Jakub Bromberg showing a photo of Nacha and Monek Abzac

This is me, photographed in my apartment in Prochnika Street in the 1990s. I am holding a photo of Nacha and Monek Abzac, whom I met in the Lodz ghetto. Their photo is very important to me, because it shows my cousin who had the same name as my mother Nacha Bromberg, nee Wajntraub, and looked a bit like her. Nacha reminds me of my mother.

Mother had two brothers, Josek and Hersz and a sister - Bela. Hersz, Mother's second brother, had a wife named Lea and many children: Natan, Chil, Chaim, Fajga, Nacha, Saba-Szewa and Estera-Malka. He died in 1936 or 1937 in Lodz. Nacha lived in Lodz on Lagiewnicka Street, her husband was Monek Abzac.

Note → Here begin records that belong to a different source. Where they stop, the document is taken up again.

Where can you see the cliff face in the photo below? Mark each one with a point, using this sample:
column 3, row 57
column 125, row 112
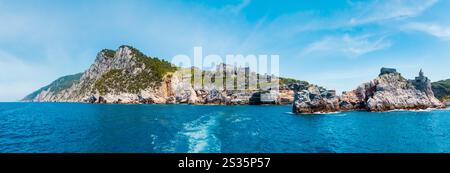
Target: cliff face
column 128, row 76
column 442, row 90
column 388, row 91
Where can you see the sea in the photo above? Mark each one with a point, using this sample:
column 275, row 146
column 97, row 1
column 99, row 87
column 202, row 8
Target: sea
column 109, row 128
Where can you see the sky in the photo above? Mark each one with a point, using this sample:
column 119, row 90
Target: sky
column 336, row 44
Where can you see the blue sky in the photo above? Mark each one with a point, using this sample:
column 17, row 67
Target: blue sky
column 336, row 44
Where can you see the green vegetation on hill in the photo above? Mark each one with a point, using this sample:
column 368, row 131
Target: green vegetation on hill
column 441, row 89
column 56, row 86
column 160, row 66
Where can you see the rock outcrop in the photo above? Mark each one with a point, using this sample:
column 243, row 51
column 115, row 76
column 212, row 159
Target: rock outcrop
column 388, row 91
column 127, row 76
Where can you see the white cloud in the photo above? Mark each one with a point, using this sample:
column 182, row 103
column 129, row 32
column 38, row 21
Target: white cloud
column 18, row 77
column 441, row 32
column 236, row 9
column 350, row 46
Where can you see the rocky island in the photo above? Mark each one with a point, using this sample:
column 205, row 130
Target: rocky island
column 389, row 91
column 128, row 76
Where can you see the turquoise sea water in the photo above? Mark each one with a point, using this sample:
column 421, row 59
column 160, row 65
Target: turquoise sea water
column 71, row 127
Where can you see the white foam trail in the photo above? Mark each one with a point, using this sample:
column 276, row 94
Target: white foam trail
column 200, row 136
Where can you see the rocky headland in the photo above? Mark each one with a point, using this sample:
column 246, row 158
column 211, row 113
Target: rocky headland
column 128, row 76
column 389, row 91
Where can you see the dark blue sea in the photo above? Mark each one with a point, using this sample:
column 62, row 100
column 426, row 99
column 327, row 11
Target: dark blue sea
column 93, row 128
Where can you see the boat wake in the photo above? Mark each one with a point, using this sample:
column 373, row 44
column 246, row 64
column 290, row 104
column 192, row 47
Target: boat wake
column 200, row 135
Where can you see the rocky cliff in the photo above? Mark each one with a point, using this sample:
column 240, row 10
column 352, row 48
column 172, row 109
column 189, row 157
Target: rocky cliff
column 128, row 76
column 441, row 90
column 388, row 91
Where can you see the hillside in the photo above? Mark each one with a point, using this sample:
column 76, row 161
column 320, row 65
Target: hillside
column 129, row 76
column 441, row 90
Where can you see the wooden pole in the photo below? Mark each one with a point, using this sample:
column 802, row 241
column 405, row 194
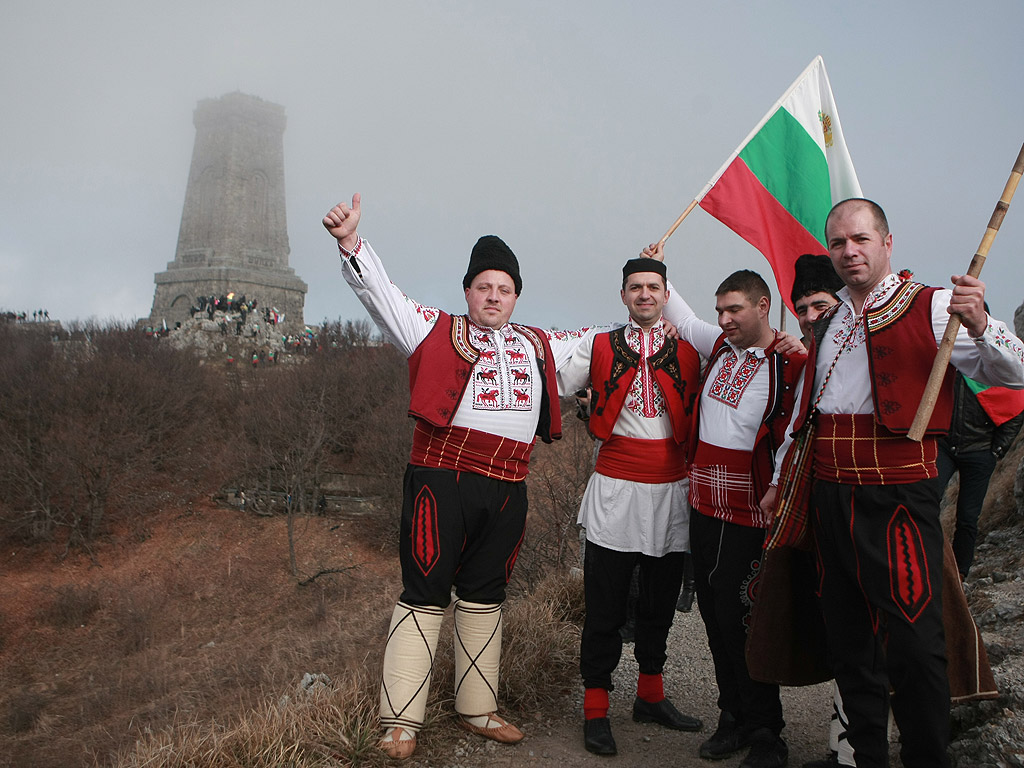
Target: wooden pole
column 931, row 394
column 675, row 226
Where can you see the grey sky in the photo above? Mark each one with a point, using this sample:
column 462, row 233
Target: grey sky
column 578, row 131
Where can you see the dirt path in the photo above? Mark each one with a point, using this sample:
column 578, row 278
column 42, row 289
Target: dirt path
column 689, row 682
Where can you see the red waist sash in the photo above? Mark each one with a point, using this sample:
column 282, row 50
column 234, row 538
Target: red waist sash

I first went to Lwow, then from Lublin to Warsaw and Lodz. That worked out well. I came back to the same place, with a gun in my hand. My dream was to show up like Joseph in Egypt, who came back although everyone thought he had died. I didn't want to go straight to Lodz. I could have made it to Lodz on 19th January 1945 with the Red Army, because I was in uniform. But I didn't want to; I instinctively felt that no one was alive. I spent some months in Lublin and I came here. I thought I'd meet someone. I was disappointed. No brothers, no friends, no father, no mother, no sister, no cousins. No one was left. They all died. I searched, but I wasn't successful. I even visited the ghetto. There on Lagiewnicka Street, in Nacha and Monka Wajntraubs' apartment, I found some letters, photos, documents and that was all. I only managed to find a few of my acquaintances.